The Pythagorean theorem states that \(a^2 + b^2 = c^2\), where \(c\) is the hypotenuse. Substituting:

\(9^2 + 12^2 = 81 + 144 = 225\)

\(c = \sqrt{225} = 15\)

This is a 3-4-5 Pythagorean triple scaled by 3. Choice B adds the legs directly instead of squaring them first. Choice C subtracts the squares (\(\sqrt{144 – 81} = \sqrt{63}\)) rather than adding them. Choice D takes the square root of the sum of the legs rather than their squares.

In a 45-45-90 triangle, the hypotenuse is always \(\sqrt{2}\) times the length of either leg:

\(\text{hypotenuse} = 6\sqrt{2}\)

Choice B uses the 30-60-90 ratio (\(\sqrt{3}\)) instead of the 45-45-90 ratio (\(\sqrt{2}\)). Choice C doubles the leg length, which would only be correct in a 30-60-90 triangle where the hypotenuse is twice the shorter leg. Choice D halves the leg before multiplying by \(\sqrt{2}\), reversing the correct operation.

In a 30-60-90 triangle, the sides are in the ratio \(1 : \sqrt{3} : 2\), where the hypotenuse is twice the shorter leg. Since the hypotenuse is 14:

\(\text{shorter leg} = \dfrac{14}{2} = 7\)

Choice B is the longer leg, not the shorter. The longer leg equals the shorter leg times \(\sqrt{3}\), giving \(7\sqrt{3}\). Choice C applies the 45-45-90 ratio instead of the 30-60-90 ratio. Choice D doubles the hypotenuse rather than halving it.

The triangle inequality theorem states that the sum of any two sides must be strictly greater than the third side. For {3, 6, 8}, all three conditions hold.

Choice A fails because \(1 + 2 = 3\), which is equal to (not greater than) the third side. Choice B fails because \(4 + 5 = 9 \lt 10\). Choice D fails because \(2 + 3 = 5 \lt 6\).

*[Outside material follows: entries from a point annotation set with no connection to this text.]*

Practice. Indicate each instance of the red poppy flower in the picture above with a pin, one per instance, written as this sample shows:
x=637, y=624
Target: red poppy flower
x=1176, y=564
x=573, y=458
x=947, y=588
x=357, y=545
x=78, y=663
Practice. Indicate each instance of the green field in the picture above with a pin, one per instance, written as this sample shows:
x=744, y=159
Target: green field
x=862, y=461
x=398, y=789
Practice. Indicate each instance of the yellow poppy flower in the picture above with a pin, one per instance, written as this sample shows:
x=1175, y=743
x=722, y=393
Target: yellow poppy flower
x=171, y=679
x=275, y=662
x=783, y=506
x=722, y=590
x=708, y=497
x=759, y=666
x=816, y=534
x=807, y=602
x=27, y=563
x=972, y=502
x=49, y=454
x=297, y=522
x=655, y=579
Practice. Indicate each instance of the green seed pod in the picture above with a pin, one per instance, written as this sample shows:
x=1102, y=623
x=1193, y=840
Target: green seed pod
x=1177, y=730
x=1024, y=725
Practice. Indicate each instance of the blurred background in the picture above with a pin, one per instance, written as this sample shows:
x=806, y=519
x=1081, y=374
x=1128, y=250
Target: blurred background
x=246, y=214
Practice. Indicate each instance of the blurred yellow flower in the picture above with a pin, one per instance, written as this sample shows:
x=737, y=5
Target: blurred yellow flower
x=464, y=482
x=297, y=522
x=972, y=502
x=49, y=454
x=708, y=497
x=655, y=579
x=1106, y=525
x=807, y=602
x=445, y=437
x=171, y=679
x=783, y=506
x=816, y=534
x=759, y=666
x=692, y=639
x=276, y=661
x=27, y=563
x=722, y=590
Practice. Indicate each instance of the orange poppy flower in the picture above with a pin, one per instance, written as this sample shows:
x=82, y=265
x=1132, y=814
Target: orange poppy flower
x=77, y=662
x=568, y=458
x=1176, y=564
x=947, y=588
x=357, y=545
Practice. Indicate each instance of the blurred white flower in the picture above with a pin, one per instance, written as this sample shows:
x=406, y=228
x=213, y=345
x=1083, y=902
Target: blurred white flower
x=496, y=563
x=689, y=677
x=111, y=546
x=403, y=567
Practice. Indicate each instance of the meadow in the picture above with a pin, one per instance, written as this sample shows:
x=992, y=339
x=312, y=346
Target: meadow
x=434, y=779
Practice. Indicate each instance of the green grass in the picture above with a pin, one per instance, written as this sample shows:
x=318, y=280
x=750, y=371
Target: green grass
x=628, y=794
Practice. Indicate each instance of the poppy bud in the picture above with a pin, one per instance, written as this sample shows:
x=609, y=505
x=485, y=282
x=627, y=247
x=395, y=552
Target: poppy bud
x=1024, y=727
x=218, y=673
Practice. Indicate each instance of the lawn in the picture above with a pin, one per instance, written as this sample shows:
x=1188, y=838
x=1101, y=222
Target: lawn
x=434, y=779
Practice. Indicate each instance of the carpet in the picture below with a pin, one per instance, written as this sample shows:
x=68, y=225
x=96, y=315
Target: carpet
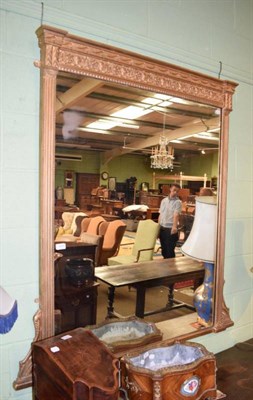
x=156, y=298
x=235, y=371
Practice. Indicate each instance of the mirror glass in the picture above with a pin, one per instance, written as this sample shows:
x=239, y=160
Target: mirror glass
x=106, y=134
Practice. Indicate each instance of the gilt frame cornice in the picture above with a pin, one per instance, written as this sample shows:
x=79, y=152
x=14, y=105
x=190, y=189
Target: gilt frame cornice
x=69, y=53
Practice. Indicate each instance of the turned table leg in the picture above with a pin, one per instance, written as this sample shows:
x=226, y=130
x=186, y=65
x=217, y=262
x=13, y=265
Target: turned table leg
x=110, y=308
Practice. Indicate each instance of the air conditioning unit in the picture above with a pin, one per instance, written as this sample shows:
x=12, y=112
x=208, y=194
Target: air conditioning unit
x=68, y=157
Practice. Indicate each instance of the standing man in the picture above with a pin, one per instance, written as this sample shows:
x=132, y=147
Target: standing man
x=170, y=210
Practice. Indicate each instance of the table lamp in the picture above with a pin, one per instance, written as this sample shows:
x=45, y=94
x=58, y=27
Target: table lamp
x=201, y=245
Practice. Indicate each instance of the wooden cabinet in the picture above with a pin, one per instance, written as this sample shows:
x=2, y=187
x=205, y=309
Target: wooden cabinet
x=77, y=305
x=74, y=366
x=150, y=200
x=84, y=185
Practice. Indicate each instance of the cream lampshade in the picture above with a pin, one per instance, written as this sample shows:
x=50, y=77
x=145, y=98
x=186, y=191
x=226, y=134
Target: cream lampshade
x=8, y=311
x=201, y=245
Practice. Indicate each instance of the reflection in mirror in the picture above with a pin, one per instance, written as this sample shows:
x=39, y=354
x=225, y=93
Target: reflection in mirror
x=97, y=63
x=104, y=126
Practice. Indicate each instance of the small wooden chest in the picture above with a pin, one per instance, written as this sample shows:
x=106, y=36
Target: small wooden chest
x=74, y=366
x=175, y=372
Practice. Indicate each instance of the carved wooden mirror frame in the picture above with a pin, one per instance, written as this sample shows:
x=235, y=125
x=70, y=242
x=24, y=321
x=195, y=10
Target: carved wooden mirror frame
x=61, y=51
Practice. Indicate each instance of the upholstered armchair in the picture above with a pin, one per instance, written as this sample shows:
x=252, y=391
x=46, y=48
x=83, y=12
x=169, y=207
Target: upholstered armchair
x=91, y=225
x=113, y=233
x=93, y=239
x=144, y=244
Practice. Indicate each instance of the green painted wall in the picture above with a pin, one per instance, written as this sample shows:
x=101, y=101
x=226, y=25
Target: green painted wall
x=128, y=165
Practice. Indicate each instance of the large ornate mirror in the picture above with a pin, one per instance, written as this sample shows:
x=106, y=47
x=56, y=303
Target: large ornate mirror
x=90, y=65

The area of a triangle is \(A = \frac{1}{2}bh\). Substituting the base and height:

\(A = \dfrac{1}{2}(12)(7) = 42 \text{ cm}^2\)

Choice B omits the \(\frac{1}{2}\) factor and simply multiplies the base by the height. Choice C adds the base and height instead of multiplying them. Choice D multiplies base, height, and 2 together rather than dividing by 2.

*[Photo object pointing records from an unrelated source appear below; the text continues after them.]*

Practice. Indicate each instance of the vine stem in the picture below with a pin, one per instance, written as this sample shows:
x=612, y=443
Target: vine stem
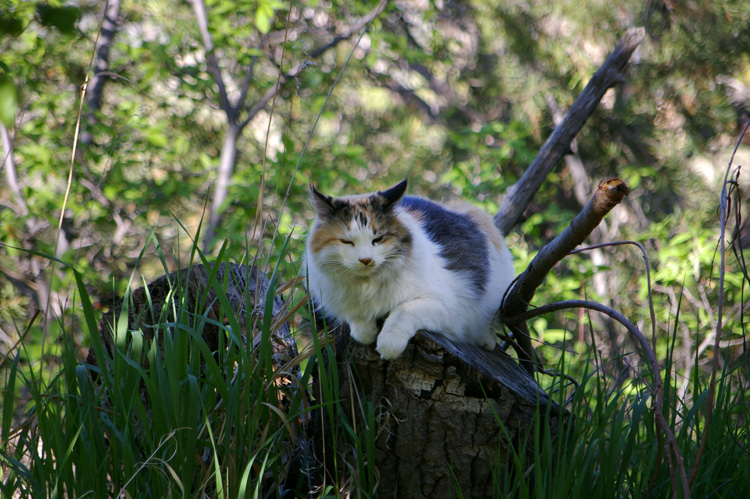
x=675, y=457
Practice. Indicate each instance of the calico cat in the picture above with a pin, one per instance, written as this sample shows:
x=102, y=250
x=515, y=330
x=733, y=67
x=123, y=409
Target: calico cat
x=415, y=263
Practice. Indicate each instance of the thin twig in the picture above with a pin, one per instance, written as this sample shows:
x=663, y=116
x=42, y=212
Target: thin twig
x=657, y=389
x=720, y=313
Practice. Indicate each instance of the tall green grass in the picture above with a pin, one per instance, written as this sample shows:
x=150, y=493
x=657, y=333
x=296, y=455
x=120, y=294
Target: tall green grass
x=171, y=418
x=610, y=447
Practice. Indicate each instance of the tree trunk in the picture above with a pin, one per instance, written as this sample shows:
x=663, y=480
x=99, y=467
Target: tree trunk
x=223, y=179
x=447, y=415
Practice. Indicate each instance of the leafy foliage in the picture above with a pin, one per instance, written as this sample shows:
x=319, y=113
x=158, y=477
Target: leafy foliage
x=456, y=96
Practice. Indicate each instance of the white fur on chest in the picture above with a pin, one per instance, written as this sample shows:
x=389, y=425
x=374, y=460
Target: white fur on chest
x=418, y=292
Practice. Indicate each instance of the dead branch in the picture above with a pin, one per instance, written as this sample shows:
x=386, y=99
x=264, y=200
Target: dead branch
x=724, y=207
x=518, y=298
x=519, y=195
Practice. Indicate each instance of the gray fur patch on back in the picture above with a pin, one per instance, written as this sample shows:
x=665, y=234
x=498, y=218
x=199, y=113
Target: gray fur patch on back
x=462, y=243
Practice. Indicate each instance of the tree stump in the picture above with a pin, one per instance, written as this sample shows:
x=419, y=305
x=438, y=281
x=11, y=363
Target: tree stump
x=440, y=409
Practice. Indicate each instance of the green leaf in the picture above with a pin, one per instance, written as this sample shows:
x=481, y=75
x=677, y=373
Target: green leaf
x=62, y=18
x=8, y=100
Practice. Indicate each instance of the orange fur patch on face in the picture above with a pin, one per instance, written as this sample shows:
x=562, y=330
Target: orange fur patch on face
x=323, y=236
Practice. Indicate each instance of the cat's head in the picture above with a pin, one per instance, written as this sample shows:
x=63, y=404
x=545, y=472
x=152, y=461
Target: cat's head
x=359, y=234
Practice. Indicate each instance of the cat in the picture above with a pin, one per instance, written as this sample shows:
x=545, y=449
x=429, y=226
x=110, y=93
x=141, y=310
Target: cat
x=411, y=262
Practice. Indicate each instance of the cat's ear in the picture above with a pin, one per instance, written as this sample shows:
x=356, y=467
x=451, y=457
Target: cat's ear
x=323, y=203
x=394, y=194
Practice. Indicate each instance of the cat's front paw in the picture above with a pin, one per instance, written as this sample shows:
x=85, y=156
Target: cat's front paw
x=364, y=332
x=391, y=346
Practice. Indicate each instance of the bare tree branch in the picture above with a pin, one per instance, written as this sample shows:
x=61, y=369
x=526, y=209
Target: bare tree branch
x=201, y=15
x=520, y=194
x=518, y=298
x=10, y=172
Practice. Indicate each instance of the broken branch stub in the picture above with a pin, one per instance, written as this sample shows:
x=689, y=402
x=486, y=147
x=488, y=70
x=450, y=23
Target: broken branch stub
x=520, y=194
x=607, y=195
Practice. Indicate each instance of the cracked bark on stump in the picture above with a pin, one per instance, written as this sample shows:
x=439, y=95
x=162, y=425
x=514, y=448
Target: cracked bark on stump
x=437, y=408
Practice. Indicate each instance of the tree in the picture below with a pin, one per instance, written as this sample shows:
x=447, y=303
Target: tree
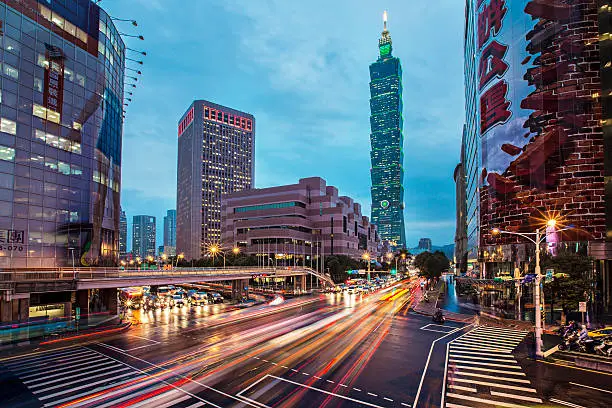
x=431, y=265
x=568, y=291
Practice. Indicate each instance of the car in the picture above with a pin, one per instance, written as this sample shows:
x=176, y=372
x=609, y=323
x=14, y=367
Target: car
x=199, y=298
x=606, y=331
x=216, y=297
x=176, y=300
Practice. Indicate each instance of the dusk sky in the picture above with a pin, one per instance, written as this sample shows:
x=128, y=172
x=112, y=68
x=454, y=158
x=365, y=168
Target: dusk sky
x=301, y=68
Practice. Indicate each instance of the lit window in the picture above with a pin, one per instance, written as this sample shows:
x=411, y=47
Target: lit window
x=7, y=153
x=8, y=126
x=10, y=71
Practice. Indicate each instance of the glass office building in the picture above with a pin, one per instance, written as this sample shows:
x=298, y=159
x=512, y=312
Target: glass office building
x=387, y=139
x=216, y=156
x=61, y=119
x=471, y=139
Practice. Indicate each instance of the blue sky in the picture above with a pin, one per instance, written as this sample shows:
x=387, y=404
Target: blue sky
x=301, y=68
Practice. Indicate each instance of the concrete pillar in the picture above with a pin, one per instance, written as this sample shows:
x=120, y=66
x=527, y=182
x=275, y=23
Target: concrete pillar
x=82, y=301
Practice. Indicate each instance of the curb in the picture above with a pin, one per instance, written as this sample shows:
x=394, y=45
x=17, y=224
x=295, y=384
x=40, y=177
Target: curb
x=123, y=327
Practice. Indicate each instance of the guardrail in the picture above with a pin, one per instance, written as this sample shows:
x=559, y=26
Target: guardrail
x=81, y=274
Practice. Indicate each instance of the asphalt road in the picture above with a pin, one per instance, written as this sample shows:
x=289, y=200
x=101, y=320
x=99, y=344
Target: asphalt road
x=324, y=351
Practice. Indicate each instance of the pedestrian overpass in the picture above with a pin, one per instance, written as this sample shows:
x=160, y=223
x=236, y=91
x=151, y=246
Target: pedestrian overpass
x=23, y=288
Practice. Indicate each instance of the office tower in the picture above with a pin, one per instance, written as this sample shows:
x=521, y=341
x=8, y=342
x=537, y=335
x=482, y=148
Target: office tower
x=216, y=156
x=122, y=235
x=143, y=236
x=170, y=228
x=387, y=139
x=60, y=134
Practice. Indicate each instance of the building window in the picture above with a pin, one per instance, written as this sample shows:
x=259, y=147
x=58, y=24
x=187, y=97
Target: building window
x=10, y=71
x=7, y=153
x=8, y=126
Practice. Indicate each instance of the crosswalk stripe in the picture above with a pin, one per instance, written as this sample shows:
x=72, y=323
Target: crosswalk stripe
x=75, y=356
x=488, y=350
x=67, y=365
x=484, y=401
x=89, y=392
x=490, y=377
x=484, y=364
x=78, y=373
x=155, y=398
x=500, y=359
x=64, y=368
x=196, y=405
x=80, y=380
x=461, y=388
x=46, y=397
x=514, y=396
x=496, y=385
x=490, y=370
x=46, y=356
x=500, y=355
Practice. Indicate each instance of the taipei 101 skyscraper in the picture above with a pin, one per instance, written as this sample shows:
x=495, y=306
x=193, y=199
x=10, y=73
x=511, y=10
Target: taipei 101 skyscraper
x=387, y=142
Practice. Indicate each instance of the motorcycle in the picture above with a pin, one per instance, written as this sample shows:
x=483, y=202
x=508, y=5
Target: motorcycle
x=438, y=317
x=604, y=348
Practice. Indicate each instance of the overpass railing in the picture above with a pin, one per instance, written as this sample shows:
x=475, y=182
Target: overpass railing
x=116, y=273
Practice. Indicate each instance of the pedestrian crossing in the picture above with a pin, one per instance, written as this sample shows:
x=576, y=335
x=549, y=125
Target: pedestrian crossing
x=84, y=377
x=483, y=372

Since \(\triangle ABC \sim \triangle DEF\), corresponding sides are proportional. \(\overline{DE}\) corresponds to \(\overline{AB}\), so the scale factor is:

\(\dfrac{\overline{DE}}{\overline{AB}} = \dfrac{8}{4} = 2\)

Since \(\overline{EF}\) corresponds to \(\overline{BC}\), multiply by the scale factor:

\(\overline{EF} = 6 \times 2 = 12\)

Choice B uses \(\overline{BC}\) directly without applying the scale factor. Choice C divides \(\overline{BC}\) by the scale factor rather than multiplying. Choice D scales the wrong side by the scale factor.

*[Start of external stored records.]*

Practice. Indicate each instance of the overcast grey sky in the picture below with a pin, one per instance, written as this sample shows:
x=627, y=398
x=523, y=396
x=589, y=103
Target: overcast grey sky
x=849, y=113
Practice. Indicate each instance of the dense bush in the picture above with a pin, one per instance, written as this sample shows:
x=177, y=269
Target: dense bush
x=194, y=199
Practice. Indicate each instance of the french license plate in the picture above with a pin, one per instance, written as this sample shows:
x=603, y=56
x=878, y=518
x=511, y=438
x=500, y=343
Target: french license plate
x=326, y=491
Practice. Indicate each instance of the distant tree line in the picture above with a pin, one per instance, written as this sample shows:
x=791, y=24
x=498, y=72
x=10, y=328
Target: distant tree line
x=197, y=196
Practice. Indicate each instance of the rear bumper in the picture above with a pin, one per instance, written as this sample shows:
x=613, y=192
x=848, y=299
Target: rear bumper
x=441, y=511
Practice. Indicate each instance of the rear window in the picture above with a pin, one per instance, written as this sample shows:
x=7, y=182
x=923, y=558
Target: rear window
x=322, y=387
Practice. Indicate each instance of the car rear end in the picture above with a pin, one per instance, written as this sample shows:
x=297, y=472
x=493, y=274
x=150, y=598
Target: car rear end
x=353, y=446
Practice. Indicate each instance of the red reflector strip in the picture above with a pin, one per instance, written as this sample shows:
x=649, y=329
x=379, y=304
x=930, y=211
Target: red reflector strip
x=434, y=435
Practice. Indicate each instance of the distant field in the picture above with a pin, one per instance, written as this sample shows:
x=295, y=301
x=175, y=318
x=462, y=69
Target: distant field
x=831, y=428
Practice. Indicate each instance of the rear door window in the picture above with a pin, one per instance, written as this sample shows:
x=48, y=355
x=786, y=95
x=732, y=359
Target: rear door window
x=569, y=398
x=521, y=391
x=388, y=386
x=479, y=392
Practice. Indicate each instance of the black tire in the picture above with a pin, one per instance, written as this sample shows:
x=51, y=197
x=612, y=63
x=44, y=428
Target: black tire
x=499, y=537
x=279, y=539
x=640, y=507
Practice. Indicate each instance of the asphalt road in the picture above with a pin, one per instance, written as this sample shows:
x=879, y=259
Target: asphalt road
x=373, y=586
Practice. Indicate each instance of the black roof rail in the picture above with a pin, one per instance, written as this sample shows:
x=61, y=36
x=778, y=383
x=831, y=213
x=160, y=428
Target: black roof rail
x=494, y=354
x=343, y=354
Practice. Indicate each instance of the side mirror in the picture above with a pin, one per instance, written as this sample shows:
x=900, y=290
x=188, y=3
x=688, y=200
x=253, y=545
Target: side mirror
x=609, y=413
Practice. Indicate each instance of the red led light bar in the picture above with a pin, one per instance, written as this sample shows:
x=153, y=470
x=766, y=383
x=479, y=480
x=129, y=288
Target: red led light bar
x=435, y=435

The triangle midsegment theorem states that the segment connecting the midpoints of two sides of a triangle is parallel to the third side and half its length. So \(\overline{DE} = \frac{1}{2} \cdot \overline{BC}\). Solving for \(\overline{BC}\):

\(\overline{BC} = 2 \times \overline{DE} = 2 \times 9 = 18\)

Choice B treats \(\overline{BC}\) as equal to the midsegment rather than twice its length. Choice C halves the midsegment rather than doubling it, reversing the relationship. Choice D multiplies by 3 instead of 2.

Using the law of sines, we know that \(\dfrac{BC}{\sin A} = \dfrac{AC}{\sin B}\). Substituting the known values and solving for \(\overline{AC}\):

\(\dfrac{8}{\sin 30°} = \dfrac{\overline{AC}}{\sin 45°}\)

\(\dfrac{8}{\frac{1}{2}} = \dfrac{\overline{AC}}{\frac{\sqrt{2}}{2}}\)\(\: \Rightarrow \: 16 = \dfrac{\overline{AC}}{\frac{\sqrt{2}}{2}}\)

\(\overline{AC} = 16 \cdot \dfrac{\sqrt{2}}{2} = 8\sqrt{2}\)

Choice B results from inverting the ratio by dividing \(a\) by the scale rather than multiplying. Choice D uses \(\sin 60°\) in place of \(\sin 45°\).

The law of cosines states that \(c^2 = a^2 + b^2 – 2ab\cos C\). Here, \(c = \overline{BC}\) (the side we want), \(a = 7\), and \(b = 5\).

Substituting:

\(c^2 = 7^2 + 5^2 – 2(7)(5)\cos 60°\)

\(c^2 = 49 + 25 – 70 \cdot \dfrac{1}{2} = 74 – 35 = 39\)

\(c = \sqrt{39}\)

Choice B omits the cosine term entirely, giving only \(\sqrt{a^2 + b^2}\). Choice C adds \(2ab\cos C\) rather than subtracting it. Choice D is the value of \(a\), not \(c\).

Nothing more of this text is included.